White House Refuses To Support Draft Encryption Bill

us government president white house © S. R. Green Shutterstock

Obama refuses to enter debate surrounding controversial draft bill, that will require tech firms to help crack encryption

President Obama has refused to support draft legislation that would require technology companies to help law enforcement crack encryption.

The White House refusal to enter the debate surrounding the controversial bill comes after the FBI dropped its insistence that Apple help it unlock the iPhone belonging to one of the San Bernardino terrorists after the bureau was able to access content thanks to a ‘third party’.

No Backing

AirbusThe draft legislation is being proposed by Senators Richard Burr and Dianne Feinstein, the leading Republican and Democrat on the US Senate Intelligence Committee. The bill, which is expected to appear in a draft format as soon as this week, proposes to penalise tech firms if they refuse a court order to help law enforcement unlock encrypted data.

It is thought that tech firms could either be slapped with civil penalties such as contempt of court or fines, for refusal to co-operate with law enforcement. But President Obama has declined to offer public support for the long-awaited legislation, Reuters reported. It quoted sources familiar with the discussions.

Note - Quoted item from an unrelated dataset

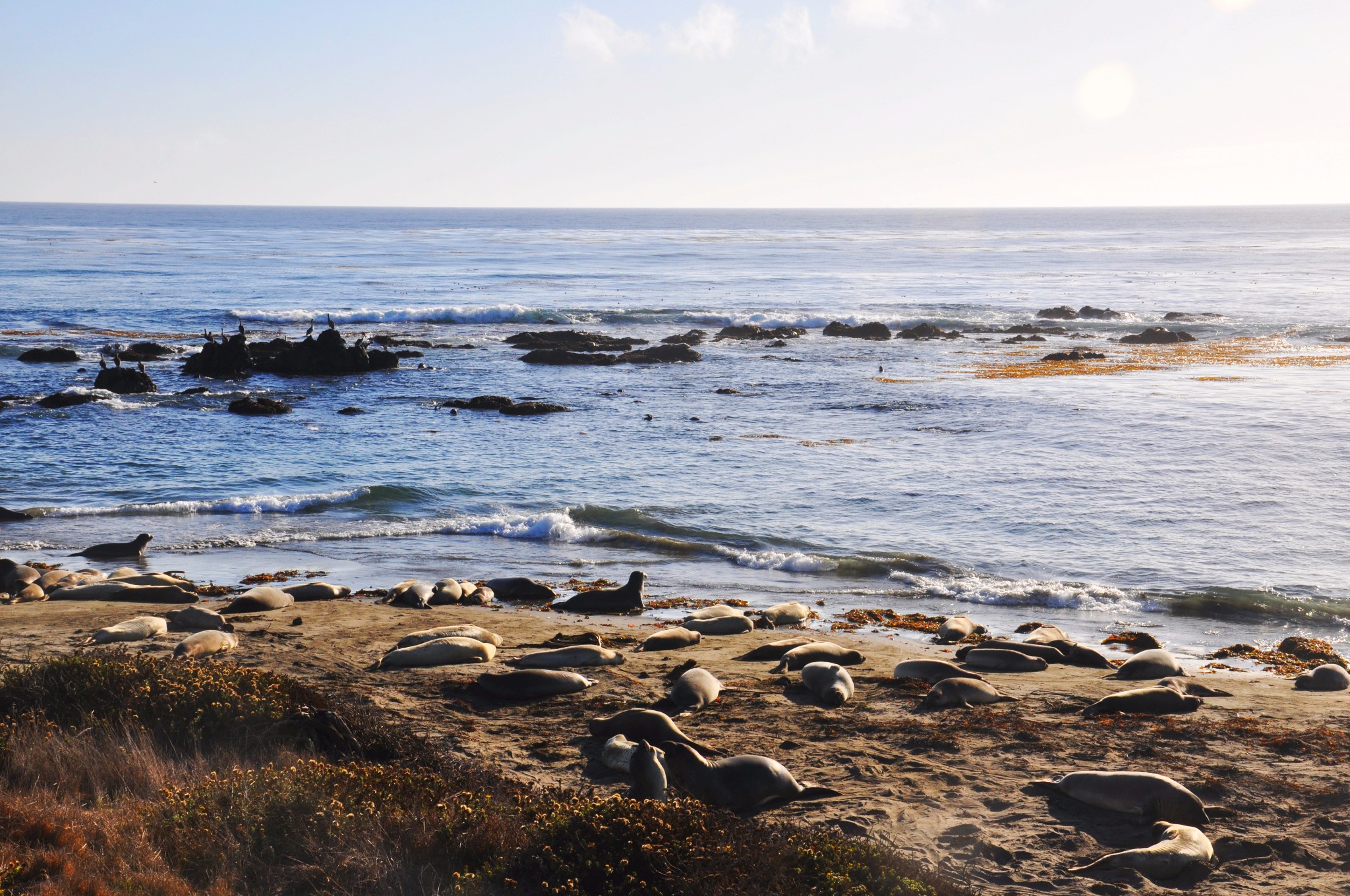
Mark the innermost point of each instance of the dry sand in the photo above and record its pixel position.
(948, 786)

The White House has reportedly reviewed the text and offered feedback on the draft bill, but is expected to provide minimal public input, if any.

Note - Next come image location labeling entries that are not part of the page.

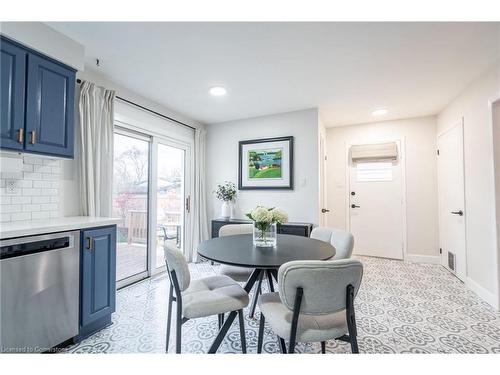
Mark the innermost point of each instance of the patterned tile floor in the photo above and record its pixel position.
(401, 308)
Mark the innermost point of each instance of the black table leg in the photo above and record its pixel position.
(270, 281)
(232, 315)
(256, 295)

The White House’s refusal to back the bill means that the draft law would unlikely make it through the US House of Representatives, as it has previously strongly supported digital privacy in the wake of the NSA spying activities as revealed by whistleblower Edward Snowden.

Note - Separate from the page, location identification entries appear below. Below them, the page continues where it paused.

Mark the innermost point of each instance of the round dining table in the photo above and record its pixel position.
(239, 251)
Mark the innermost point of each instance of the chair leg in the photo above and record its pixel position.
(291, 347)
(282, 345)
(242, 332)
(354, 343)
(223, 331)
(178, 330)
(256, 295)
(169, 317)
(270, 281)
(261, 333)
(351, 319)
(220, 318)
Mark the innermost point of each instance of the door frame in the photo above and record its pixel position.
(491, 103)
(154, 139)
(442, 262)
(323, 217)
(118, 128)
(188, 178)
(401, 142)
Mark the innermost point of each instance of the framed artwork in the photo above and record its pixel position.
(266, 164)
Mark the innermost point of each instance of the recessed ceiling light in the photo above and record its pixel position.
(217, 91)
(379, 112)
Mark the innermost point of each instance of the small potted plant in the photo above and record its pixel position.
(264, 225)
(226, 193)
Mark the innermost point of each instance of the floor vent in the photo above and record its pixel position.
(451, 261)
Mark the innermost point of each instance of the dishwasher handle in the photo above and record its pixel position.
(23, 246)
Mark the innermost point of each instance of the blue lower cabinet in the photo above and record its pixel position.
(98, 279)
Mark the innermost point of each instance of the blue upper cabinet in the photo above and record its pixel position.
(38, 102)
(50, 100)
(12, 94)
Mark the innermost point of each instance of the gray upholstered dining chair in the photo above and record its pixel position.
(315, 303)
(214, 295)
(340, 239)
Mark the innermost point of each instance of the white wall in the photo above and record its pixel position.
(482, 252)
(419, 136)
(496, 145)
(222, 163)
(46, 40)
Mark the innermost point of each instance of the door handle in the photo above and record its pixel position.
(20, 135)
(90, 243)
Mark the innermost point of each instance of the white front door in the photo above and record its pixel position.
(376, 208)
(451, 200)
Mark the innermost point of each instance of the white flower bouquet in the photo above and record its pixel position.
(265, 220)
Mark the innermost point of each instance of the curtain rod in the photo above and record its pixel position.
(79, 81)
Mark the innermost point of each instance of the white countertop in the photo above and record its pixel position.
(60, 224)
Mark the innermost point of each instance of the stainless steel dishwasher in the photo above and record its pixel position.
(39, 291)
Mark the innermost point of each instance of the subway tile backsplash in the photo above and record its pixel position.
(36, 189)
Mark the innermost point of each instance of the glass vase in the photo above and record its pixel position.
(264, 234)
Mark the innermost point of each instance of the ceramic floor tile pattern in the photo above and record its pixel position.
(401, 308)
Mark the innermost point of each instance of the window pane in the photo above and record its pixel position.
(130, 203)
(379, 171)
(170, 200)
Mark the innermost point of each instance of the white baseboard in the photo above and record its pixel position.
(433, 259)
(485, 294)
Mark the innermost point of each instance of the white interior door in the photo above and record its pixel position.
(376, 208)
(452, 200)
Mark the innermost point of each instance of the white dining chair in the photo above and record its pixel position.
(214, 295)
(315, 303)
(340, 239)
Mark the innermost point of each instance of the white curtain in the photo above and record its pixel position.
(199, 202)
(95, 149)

Over the past year Obama and the White House has backed down on its support for an encryption backdoor after strong opposition by Silicon Valley.

President Obama had previously made no secret of the fact that he wanted access to encrypted messages, and he has asked tech companies to allow the government to break that encryption when necessary.

But last June a number of leading technology companies including Google, Apple, IBM, Microsoft and Facebook wrote a strongly-worded open letter to Obama, calling for him to respect the privacy rights of consumers by not weakening encryption systems.

Clipper Chip

It should be noted that this is not the first time that the US government has sought to crack encryption, but has been forced to back peddle.

Back in the 1990s, President Clinton was forced to back down after his administration attempted to force tech firms to install the so called “Clipper chip” into all PCs, so that the NSA could monitor all encrypted conversations.

But tech firms are hardening their stance on the issue.

This week for example, Facebook-owned WhatsApp switched on complete encryption of its service – and now cannot get access to customer messages even if was ordered to by a court.

WhatsApp already supported end-to-end encryption on its Android app since November 2014, but now the service will be available across all its platforms, included the desktop-focused WhatsApp Web.